Wales Act carries seeds of own destruction, says Rawlings
- Published
Another Wales Bill could come as soon as the next UK parliament in 2021, a leading constitutional expert has said.
Prof Richard Rawlings, who serves on the Welsh advisory committee of the Law Commission, told BBC Radio Wales the 2017 Wales Act "carries the seeds of its own destruction".
Devolution principles set out by the Silk Commission had been "chipped away" through the process of passing the law.
The UK Government's Wales Office declined to comment.
UK ministers pledged to deliver a "lasting" devolution settlement, with Welsh Secretary Alun Cairns saying he wanted to end the "constant squabbles over where power lies".
'Backward-looking'
The legislation gives the assembly new powers over income tax, transport, energy, and its own elections.
The act also moves to a "reserved powers" model, by which power is assumed to be devolved in all matters except those specifically retained by Westminster and Whitehall.
But some politicians in Wales have claimed the list of reservations is too long and "claws back" power in some areas.
Mr Rawlings told the Sunday Supplement programme: "I think that you could be looking at another Wales Bill in the next UK parliament.
"You see a backward-looking approach by Whitehall trying to base the new system on an old set of powers.
"You see an elite and closed form of constitution making - you see an excessive fragmentation of powers in the arrangement that's delivered.
"In a sense there is a basic lack of constitutional vision that has run all the way through the last 20-25 years of Welsh devolution.
"Because of that lack of constitutional vision in the legislation, we have to keep revisiting (the settlement)."
Mr Rawlings said the Silk Commission's attempt to outline a set of principles for Welsh devolution had been "chipped away at through deals, through technicalities and through machinations in the background".

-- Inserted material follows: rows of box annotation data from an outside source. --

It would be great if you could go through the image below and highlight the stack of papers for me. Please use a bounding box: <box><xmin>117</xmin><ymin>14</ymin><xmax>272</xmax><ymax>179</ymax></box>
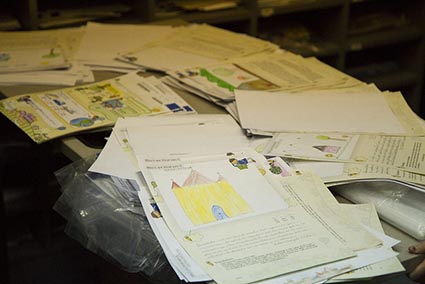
<box><xmin>90</xmin><ymin>115</ymin><xmax>403</xmax><ymax>283</ymax></box>
<box><xmin>0</xmin><ymin>28</ymin><xmax>94</xmax><ymax>86</ymax></box>
<box><xmin>0</xmin><ymin>23</ymin><xmax>425</xmax><ymax>284</ymax></box>
<box><xmin>0</xmin><ymin>73</ymin><xmax>195</xmax><ymax>143</ymax></box>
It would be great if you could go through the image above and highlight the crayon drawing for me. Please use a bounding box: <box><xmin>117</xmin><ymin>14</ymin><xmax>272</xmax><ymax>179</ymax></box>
<box><xmin>171</xmin><ymin>170</ymin><xmax>252</xmax><ymax>225</ymax></box>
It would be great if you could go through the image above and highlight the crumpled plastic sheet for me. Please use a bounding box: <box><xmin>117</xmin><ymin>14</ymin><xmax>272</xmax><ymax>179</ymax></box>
<box><xmin>53</xmin><ymin>157</ymin><xmax>181</xmax><ymax>283</ymax></box>
<box><xmin>331</xmin><ymin>181</ymin><xmax>425</xmax><ymax>240</ymax></box>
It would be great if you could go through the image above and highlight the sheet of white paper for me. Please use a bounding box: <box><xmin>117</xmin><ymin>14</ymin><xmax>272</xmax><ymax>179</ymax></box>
<box><xmin>122</xmin><ymin>115</ymin><xmax>249</xmax><ymax>155</ymax></box>
<box><xmin>75</xmin><ymin>22</ymin><xmax>173</xmax><ymax>68</ymax></box>
<box><xmin>138</xmin><ymin>150</ymin><xmax>350</xmax><ymax>283</ymax></box>
<box><xmin>235</xmin><ymin>90</ymin><xmax>406</xmax><ymax>134</ymax></box>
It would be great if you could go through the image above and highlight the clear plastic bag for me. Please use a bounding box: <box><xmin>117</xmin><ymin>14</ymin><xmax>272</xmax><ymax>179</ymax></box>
<box><xmin>54</xmin><ymin>157</ymin><xmax>180</xmax><ymax>283</ymax></box>
<box><xmin>331</xmin><ymin>181</ymin><xmax>425</xmax><ymax>240</ymax></box>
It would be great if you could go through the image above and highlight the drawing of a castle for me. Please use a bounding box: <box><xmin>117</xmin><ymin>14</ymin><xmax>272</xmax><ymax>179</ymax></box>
<box><xmin>171</xmin><ymin>170</ymin><xmax>251</xmax><ymax>225</ymax></box>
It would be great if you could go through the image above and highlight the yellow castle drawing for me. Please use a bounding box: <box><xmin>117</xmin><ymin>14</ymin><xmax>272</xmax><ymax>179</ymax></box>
<box><xmin>171</xmin><ymin>170</ymin><xmax>251</xmax><ymax>225</ymax></box>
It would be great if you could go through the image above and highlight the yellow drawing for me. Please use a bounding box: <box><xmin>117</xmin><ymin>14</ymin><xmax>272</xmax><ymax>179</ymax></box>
<box><xmin>171</xmin><ymin>170</ymin><xmax>251</xmax><ymax>225</ymax></box>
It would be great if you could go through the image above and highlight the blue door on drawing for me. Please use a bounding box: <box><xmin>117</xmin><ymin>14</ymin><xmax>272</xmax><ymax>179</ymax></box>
<box><xmin>211</xmin><ymin>205</ymin><xmax>229</xmax><ymax>220</ymax></box>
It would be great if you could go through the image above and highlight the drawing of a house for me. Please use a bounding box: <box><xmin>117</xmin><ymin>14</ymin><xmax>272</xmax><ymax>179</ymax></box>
<box><xmin>171</xmin><ymin>170</ymin><xmax>251</xmax><ymax>225</ymax></box>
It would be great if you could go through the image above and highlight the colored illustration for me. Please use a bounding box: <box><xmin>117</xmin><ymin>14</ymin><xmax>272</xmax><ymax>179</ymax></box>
<box><xmin>171</xmin><ymin>170</ymin><xmax>251</xmax><ymax>225</ymax></box>
<box><xmin>227</xmin><ymin>153</ymin><xmax>255</xmax><ymax>170</ymax></box>
<box><xmin>150</xmin><ymin>198</ymin><xmax>162</xmax><ymax>218</ymax></box>
<box><xmin>312</xmin><ymin>145</ymin><xmax>341</xmax><ymax>154</ymax></box>
<box><xmin>0</xmin><ymin>52</ymin><xmax>10</xmax><ymax>62</ymax></box>
<box><xmin>42</xmin><ymin>48</ymin><xmax>60</xmax><ymax>58</ymax></box>
<box><xmin>69</xmin><ymin>116</ymin><xmax>101</xmax><ymax>127</ymax></box>
<box><xmin>267</xmin><ymin>159</ymin><xmax>291</xmax><ymax>177</ymax></box>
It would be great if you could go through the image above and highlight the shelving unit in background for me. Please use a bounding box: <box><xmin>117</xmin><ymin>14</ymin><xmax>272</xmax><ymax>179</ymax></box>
<box><xmin>0</xmin><ymin>0</ymin><xmax>425</xmax><ymax>117</ymax></box>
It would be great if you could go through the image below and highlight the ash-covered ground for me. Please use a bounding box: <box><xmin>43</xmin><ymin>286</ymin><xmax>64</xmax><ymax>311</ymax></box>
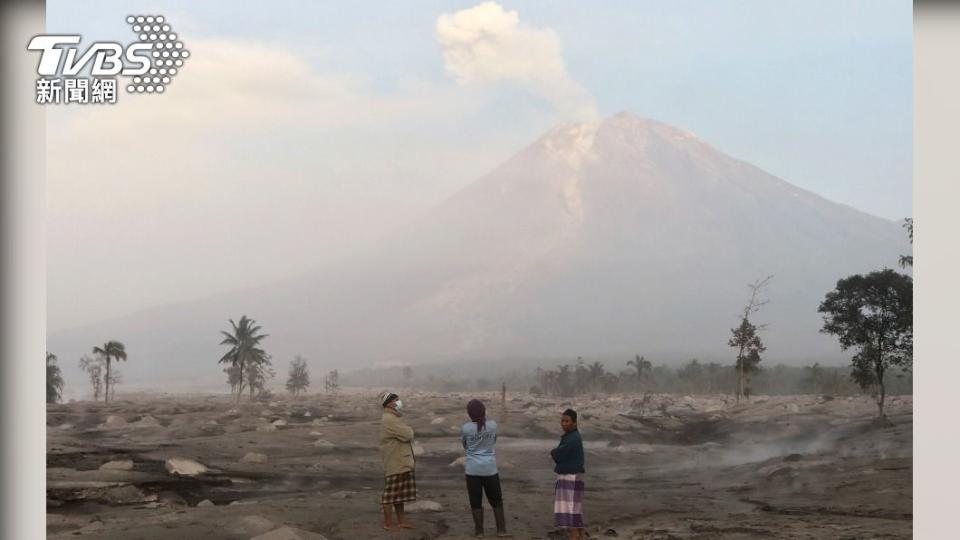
<box><xmin>47</xmin><ymin>390</ymin><xmax>913</xmax><ymax>540</ymax></box>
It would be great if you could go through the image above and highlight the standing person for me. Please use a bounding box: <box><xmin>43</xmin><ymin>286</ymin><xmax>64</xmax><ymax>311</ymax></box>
<box><xmin>378</xmin><ymin>391</ymin><xmax>417</xmax><ymax>531</ymax></box>
<box><xmin>550</xmin><ymin>409</ymin><xmax>585</xmax><ymax>540</ymax></box>
<box><xmin>460</xmin><ymin>399</ymin><xmax>509</xmax><ymax>538</ymax></box>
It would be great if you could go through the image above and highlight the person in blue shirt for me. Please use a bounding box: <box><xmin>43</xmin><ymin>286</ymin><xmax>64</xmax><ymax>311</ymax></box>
<box><xmin>460</xmin><ymin>399</ymin><xmax>509</xmax><ymax>538</ymax></box>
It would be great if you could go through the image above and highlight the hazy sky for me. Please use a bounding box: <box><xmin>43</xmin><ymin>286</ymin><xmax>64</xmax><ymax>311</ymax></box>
<box><xmin>47</xmin><ymin>0</ymin><xmax>912</xmax><ymax>331</ymax></box>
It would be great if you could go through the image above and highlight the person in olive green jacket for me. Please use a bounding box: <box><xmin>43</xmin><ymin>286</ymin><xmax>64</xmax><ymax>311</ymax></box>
<box><xmin>378</xmin><ymin>391</ymin><xmax>417</xmax><ymax>531</ymax></box>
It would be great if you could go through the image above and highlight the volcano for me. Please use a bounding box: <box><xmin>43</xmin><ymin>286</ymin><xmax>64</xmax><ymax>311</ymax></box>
<box><xmin>49</xmin><ymin>113</ymin><xmax>910</xmax><ymax>382</ymax></box>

"So that some very high hopes that we had right at the beginning of the process leading up to the Wales Act have in so many ways been disappointed," he said.
The professor said he also thought there would be pressure for a separate Welsh legal jurisdiction, and Brexit would have an impact through different policies on matters currently handled at EU level, such as agriculture.
He argued for "moving Wales closer to the kind of situation that we see in Scotland", which had a reserved powers model with fewer exceptions.